Das tödliche Drama ist ein weiterer schwerer Rückschlag für die notleidende ägyptische Reisebranche. Das Gebiet der sogenannten weißen Wüste mit seinen spektakulären Kalksteinformationen zwischen den Oasen Bahariya und Farafra gehört zu den Hauptattraktionen des ägyptischen Wüstentourismus. Jede Gruppe muss ihre Fahrtroute vorher bei der ägyptischen Oasenpolizei anmelden und genehmigen lassen. Auslöser dieses strengen Kontrollsystems war im Oktober 2014 ein Terrorüberfall von IS-Kommandos aus Libyen auf einen Militärposten nahe Farafra, bei dem 21 Soldaten starben. Erst vor einigen Wochen hat es offenbar einen weiteren IS-Angriff auf einen Militärposten in der Gegend gegeben, diesmal auf der Straße zwischen Bahariya und Kairo, der jedoch von den Behörden verschwiegen wurde.

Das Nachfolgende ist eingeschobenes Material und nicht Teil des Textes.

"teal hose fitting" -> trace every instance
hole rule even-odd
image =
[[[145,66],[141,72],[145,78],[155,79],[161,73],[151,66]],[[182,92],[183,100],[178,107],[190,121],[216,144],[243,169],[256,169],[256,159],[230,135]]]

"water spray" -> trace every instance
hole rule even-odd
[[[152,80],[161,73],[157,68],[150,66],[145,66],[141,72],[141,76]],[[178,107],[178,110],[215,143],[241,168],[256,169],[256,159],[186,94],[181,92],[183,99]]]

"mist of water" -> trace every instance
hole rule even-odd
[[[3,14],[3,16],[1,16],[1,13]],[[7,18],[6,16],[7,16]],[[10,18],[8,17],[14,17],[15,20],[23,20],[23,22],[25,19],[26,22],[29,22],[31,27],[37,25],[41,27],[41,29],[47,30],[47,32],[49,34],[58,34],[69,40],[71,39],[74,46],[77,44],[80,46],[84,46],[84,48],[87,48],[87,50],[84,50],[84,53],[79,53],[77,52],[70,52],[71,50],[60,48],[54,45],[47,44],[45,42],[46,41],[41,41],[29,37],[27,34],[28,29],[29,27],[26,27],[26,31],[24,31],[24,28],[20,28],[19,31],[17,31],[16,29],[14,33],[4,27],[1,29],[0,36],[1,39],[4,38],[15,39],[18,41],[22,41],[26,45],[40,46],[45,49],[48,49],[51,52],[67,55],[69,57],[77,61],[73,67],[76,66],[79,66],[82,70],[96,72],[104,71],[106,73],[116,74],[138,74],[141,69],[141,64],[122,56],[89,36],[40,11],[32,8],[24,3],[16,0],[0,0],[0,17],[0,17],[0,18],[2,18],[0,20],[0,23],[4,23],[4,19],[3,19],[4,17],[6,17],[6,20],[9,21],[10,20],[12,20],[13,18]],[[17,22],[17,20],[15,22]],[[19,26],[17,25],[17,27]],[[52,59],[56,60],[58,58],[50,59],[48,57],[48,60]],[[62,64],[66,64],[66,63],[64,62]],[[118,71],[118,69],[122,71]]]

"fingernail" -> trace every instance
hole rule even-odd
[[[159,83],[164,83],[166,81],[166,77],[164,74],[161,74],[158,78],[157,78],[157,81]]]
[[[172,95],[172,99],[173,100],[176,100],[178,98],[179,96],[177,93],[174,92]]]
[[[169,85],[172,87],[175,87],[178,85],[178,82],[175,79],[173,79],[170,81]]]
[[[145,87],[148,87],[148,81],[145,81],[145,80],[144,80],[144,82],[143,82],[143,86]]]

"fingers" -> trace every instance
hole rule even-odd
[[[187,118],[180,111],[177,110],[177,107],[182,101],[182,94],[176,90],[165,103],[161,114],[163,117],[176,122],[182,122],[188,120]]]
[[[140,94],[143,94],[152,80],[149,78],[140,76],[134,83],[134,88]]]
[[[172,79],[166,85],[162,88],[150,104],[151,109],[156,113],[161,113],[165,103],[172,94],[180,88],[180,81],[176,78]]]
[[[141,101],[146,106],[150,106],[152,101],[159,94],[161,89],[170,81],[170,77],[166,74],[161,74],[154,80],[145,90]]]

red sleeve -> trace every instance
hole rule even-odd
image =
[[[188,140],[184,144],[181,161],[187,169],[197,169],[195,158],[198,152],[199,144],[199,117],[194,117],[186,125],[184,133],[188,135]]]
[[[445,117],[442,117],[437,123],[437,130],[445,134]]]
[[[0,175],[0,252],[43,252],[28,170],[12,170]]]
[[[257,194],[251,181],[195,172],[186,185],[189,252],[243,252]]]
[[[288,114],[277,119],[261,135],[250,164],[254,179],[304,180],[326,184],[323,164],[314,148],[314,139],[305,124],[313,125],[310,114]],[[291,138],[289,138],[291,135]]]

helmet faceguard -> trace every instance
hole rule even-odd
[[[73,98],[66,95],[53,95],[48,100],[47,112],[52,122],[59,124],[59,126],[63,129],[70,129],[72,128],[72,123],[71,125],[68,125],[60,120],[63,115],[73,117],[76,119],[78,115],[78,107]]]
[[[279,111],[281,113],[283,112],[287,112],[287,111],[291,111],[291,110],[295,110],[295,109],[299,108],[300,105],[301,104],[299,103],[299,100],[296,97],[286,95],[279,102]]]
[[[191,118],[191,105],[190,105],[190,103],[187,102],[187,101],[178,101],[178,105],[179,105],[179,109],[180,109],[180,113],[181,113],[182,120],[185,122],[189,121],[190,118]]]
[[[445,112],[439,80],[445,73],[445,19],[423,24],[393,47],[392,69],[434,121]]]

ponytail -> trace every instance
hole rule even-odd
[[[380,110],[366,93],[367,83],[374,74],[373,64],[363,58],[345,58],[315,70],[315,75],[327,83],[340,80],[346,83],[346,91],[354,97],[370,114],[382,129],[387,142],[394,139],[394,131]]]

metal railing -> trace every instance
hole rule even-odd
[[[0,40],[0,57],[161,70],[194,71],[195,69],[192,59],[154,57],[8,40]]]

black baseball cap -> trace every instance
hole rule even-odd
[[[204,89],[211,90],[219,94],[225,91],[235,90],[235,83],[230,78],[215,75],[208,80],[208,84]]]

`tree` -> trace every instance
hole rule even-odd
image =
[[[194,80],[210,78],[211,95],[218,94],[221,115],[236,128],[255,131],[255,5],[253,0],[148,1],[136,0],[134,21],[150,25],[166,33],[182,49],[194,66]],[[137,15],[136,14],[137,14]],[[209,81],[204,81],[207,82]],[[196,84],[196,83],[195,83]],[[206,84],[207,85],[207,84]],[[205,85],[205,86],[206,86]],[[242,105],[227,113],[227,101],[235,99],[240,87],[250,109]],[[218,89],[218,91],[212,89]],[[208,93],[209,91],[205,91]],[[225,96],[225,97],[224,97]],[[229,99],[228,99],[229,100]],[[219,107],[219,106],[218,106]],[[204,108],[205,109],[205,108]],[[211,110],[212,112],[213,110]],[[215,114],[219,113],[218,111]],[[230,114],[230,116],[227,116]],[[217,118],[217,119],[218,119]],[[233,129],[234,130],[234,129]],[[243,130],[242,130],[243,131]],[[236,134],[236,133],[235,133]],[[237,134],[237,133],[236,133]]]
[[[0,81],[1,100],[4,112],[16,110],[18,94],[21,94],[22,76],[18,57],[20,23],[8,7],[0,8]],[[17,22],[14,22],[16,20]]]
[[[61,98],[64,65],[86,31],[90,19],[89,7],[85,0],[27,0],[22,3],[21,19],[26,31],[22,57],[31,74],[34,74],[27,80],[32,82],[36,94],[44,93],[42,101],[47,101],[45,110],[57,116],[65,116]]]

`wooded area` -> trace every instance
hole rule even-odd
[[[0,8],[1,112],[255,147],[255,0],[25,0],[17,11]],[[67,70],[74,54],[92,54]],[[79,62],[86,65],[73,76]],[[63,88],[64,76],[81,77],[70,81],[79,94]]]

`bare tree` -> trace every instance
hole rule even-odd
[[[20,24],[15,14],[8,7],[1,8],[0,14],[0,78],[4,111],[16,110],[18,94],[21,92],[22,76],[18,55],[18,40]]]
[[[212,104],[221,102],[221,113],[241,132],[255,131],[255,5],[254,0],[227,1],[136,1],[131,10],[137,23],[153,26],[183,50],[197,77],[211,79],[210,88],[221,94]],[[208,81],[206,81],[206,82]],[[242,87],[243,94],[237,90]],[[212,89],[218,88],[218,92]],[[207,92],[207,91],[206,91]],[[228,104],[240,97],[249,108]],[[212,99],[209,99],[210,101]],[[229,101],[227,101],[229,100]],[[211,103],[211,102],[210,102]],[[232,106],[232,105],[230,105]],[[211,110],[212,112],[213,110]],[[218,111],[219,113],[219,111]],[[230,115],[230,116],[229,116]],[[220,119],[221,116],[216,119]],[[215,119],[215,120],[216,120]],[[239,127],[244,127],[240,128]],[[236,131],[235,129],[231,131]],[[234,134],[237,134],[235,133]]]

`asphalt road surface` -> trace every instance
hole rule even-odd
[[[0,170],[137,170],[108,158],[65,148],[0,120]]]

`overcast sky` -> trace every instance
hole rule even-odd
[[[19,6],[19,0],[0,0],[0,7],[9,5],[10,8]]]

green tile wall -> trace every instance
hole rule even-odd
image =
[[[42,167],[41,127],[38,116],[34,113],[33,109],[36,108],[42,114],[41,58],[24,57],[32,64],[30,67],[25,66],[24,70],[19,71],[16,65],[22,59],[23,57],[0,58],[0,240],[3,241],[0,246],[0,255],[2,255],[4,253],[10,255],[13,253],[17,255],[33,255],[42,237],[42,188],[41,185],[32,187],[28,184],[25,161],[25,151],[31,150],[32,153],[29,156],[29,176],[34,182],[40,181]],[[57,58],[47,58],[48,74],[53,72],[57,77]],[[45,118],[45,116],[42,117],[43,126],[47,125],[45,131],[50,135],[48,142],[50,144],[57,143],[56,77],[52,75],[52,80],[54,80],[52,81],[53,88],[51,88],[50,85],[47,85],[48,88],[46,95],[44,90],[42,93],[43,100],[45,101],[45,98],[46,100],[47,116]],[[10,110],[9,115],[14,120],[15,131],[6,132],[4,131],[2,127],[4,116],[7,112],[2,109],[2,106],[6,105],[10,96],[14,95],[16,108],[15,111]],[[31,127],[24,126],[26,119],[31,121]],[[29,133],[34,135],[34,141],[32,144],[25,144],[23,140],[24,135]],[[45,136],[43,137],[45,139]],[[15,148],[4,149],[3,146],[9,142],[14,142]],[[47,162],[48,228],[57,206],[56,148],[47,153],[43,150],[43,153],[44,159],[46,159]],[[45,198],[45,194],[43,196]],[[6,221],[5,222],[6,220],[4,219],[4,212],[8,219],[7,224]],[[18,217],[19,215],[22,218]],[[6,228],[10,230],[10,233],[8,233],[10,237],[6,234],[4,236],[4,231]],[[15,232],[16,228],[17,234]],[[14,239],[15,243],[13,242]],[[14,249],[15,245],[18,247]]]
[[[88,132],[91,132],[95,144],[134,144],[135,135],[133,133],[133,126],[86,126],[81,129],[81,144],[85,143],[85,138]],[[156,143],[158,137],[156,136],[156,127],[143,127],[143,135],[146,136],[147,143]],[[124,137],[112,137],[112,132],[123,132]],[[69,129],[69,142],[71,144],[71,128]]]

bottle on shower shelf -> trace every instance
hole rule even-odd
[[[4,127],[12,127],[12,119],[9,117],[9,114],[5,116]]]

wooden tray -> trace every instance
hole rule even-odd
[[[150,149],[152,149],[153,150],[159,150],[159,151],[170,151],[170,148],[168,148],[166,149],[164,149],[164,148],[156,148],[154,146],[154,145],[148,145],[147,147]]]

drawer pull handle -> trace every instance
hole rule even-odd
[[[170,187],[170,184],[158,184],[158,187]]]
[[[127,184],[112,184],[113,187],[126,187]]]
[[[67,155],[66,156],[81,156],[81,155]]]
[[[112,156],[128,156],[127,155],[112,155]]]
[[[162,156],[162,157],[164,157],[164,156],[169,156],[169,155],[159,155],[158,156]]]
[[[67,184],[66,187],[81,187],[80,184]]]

Die IS-Kommandos haben in den Oasen ihre eigenen Informanten. Erfahrene Wüstenfahrer und beduinische Führer berichten, dass sie regelmäßig per SMS bedroht werden, ihre Wüstenkenntnisse nicht der Armee zur Verfügung zu stellen. Einzelne Wüstenkundige aus ihrem Kreis wurden bereits ermordet. Die aus Libyen kommenden Kolonnen aus Lastwagen und Allradfahrzeugen operieren in der Regel nachts. Sie transportieren Menschen und Waffen sowie Drogen und Elektronikwaren.

Ägypten unterhält entlang der 1115 Kilometer langen Sandgrenze zu Libyen 35 feste Armeeposten, die jeweils rund 40 Kilometer voneinander entfernt sind. In letzter Zeit wurden zusätzlich mobile Militärlager errichtet, jeweils ausgerüstet mit einigen Zelten und Fahrzeugen.

Reisewarnung für Unglücksort besteht schon länger

Das Auswärtige Amt warnt bereits seit Längerem vor unbegleiteten Reisen in der Unglücksregion. Die westliche Wüste diene als Rückzugsgebiet für islamistische Kämpfer, unter anderem auch für Anhänger der Terrormiliz „Islamischer Staat“ (IS). Ähnliche Teilreisewarnungen spricht das Auswärtige Amt ebenfalls für die Grenzregionen nahe dem Sudan, Libyen und Israel aus. Der überwiegende Teil der bei Deutschen beliebten Touristenregionen – wie etwa die Ferienziele am Roten Meer – sei aber nach wie vor unbedenklich zu bereisen, betonte ein Sprecher des Auswärtigen Amtes.

Erst im Juni dieses Jahres vereitelte die ägyptische Polizei ein Selbstmordattentat auf Touristen. In Luxor hatten drei Männer vergeblich versucht, sich in die Luft zu sprengen. Einem Mann gelang dies, zwei Sicherheitskräfte wurden dabei verletzt.